Adaptive charging techniques for Li-ion battery using Reinforcement Learning
Abstract
Li-ion batteries have become a promising technology in recent years and are used everywhere from low-end devices like mobile phones to high-end ones like electric vehicles. In most applications, the discharge of a battery is user-dependent unlike the charging process, which can be optimized. The research in literature is more focused on identifying the techniques that fully charges the battery with no initial charge for different optimum criteria like charging time, temperature rise, and energy loss. But those are not strictly applicable for real-life scenarios, where the charging process rarely starts with zero initial state of charge (SOC). Also, based on the specific requirements there might be time constraints for charging. Considering the above requirements, the key objective of this dissertation is to obtain a charging profile that maximizes the charge gain for any arbitrary initial SOC within a specific time-limit. To solve this objective, reinforcement learning (RL) and multi-stage-constant-current are chosen for adaptive and generalized charging of Li-ion batteries. We have used the deep deterministic policy gradient which is one of the popular RL algorithms. The algorithm is used because of its ability to perform well in continuous state-action spaces and partially observable environments. Incorporating reinforcement learning to find optimal charging profile will open up the gate for a lot of potential high-end applications of Li-ion batteries.

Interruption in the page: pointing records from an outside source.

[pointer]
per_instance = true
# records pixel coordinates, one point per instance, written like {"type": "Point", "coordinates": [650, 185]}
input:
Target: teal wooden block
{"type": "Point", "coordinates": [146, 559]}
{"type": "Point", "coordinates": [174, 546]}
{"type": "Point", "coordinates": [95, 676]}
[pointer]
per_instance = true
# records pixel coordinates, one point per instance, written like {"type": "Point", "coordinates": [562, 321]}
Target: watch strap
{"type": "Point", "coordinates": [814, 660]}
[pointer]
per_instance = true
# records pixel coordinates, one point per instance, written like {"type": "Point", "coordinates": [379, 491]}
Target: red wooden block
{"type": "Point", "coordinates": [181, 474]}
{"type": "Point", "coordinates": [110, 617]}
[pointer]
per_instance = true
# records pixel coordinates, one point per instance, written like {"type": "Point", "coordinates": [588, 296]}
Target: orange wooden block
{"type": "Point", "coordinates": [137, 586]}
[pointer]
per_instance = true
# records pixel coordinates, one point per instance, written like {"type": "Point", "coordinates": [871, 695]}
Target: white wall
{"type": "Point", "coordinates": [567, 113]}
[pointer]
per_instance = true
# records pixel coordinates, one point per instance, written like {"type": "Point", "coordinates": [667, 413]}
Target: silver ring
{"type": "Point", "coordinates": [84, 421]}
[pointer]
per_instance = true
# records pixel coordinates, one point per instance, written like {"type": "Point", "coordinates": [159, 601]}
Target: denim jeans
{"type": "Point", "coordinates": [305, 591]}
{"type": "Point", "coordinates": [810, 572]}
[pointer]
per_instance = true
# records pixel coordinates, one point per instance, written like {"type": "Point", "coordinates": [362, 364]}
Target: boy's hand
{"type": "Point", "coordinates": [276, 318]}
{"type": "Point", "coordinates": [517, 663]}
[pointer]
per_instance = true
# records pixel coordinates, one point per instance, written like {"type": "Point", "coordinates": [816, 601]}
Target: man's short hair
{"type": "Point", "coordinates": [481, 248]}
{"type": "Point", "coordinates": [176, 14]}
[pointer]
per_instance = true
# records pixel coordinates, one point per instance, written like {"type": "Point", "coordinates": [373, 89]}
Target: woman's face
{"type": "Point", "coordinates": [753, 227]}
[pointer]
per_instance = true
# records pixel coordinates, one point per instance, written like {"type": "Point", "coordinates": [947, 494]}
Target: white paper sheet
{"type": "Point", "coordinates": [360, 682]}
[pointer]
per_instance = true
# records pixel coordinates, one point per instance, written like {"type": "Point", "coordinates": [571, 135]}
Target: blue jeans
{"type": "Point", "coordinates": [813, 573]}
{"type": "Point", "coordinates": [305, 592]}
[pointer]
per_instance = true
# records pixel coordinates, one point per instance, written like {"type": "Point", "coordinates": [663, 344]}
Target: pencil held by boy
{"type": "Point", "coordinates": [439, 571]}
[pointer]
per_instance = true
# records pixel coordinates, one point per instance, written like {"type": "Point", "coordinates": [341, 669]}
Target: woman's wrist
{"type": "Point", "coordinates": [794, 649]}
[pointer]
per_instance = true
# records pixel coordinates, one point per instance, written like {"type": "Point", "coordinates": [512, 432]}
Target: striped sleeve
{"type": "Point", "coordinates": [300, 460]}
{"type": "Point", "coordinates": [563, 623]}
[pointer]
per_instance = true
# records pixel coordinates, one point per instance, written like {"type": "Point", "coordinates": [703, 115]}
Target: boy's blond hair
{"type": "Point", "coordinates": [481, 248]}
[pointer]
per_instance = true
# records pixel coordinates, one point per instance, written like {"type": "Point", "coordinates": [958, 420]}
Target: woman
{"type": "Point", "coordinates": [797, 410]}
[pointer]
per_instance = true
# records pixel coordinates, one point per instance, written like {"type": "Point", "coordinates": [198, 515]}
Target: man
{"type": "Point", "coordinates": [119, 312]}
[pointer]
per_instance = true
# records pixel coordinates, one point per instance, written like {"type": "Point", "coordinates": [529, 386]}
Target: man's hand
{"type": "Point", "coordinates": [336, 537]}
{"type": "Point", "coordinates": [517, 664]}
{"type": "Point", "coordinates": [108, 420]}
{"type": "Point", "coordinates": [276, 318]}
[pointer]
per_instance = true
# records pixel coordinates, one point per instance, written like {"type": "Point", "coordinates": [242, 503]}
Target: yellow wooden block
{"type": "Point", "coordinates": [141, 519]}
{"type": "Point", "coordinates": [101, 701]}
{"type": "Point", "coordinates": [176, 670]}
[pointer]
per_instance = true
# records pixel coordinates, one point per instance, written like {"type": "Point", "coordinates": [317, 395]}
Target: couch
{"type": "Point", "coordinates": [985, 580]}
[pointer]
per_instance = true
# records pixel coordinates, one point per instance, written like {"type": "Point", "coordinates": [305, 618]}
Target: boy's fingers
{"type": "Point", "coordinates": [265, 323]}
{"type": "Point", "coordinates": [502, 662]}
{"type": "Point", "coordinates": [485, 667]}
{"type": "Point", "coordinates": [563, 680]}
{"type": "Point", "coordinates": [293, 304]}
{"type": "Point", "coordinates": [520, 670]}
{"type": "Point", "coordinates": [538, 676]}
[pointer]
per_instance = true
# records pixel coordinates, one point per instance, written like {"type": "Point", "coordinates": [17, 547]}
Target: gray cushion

The Li-ion battery is modeled by an equivalent RC circuit that is served as an environment for the algorithm. Initially, we have considered a naive model, where the initial SOC, and charging time-limit are fixed. The model is built using Simulink software with appropriate state, reward and action functions, and the charging profile is obtained that maximizes charge-gain. The hyperparameters are analyzed and tuned accordingly to train the agent. The obtained results are compared with the simulated standard constant-current-constant-voltage charging method, considered as the baseline model. The model is then integrated to accommodate the different initial SOCs. Two methods viz., selective and generic policy approaches are proposed to train the agent and further deployed for varying initial SOCs. From experiments, it is observed that the generic policy approach performs consistently better for different initial SOCs. The model is also trained for different charging time-limits and the performances are analyzed. The model is further extended to minimize energy loss by considering the appropriate reward function.
The proposed generic model performs significantly better for low initial SOC and almost at par with the baseline model for higher initial SOCs when charged for half an hour. For lower charging time-limits, the model always performs better irrespective of initial SOC. The proposed model is also robust to the frequency of communication between the battery management system and smart charger.